Title: Methods in Large Scale Multiple Testing: Mixture Null, Small Sample Replicates, and Power Boosting
Dn this dissertation, we study some methods in multiple testing. In the first topic, we consider the setting of gene expression experiments that use logfold change statistics where the null distribution is assumed to be a mixture of two normal distributions. An important issue in this setting is choosing the optimal interval of statistic values with which to estimate the null distribution. A modified cumulative sum changepoint detection criterion is constructed for this purpose and incorporated in three different methods for estimating local false discovery rate. In simulation studies, it is shown that two of those three methods successfully control false discovery rate (FDR). Both methods that controlled FDR produced better power than a baseline method.
In the second topic, the problem of small sample replicates in logfold change-based experiments is addressed. A 2-stage method was constructed that addressed the magnitude of the signal and the variability of the signal separately. It is shown that the method controls false discovery rate, and that it performs competitively compared to a baseline method when there is considerable variability in the weighted counts of replicates coming from the alternative distribution.

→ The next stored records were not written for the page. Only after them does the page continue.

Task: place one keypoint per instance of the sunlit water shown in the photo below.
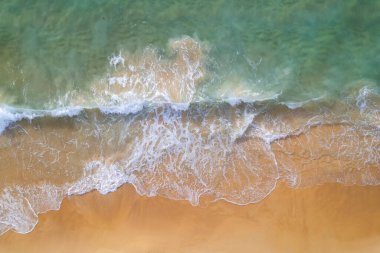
(184, 99)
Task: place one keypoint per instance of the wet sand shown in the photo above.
(327, 218)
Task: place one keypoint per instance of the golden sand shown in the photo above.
(327, 218)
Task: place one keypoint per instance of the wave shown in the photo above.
(149, 124)
(232, 151)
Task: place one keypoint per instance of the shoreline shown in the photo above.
(328, 218)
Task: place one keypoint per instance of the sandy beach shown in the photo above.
(327, 218)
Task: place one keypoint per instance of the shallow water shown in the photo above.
(184, 99)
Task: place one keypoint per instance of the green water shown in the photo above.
(296, 50)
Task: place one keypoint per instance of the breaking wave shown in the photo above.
(148, 124)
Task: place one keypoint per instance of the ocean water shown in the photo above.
(184, 99)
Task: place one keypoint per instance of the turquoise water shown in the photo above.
(184, 99)
(297, 50)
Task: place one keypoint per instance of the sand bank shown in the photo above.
(327, 218)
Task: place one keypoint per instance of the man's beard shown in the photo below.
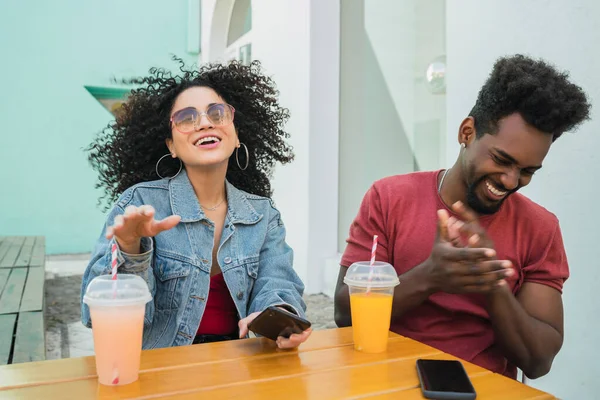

In the third topic, a new decision rule is proposed under some structural assumptions. When it can be assumed that the p-values of true nulls are uncorrelated, it is shown that this decision rule controls family-wise error rate (FWER) in the weak sense. Furthermore, under some conditions, simulation studies are presented to show that it controls false discovery rate in the strong sense. Most importantly, it is demonstrated using genome-wide association studies data how this method can be used as an "add-on" to existing FDR controlling methods in order to "boost" overall power.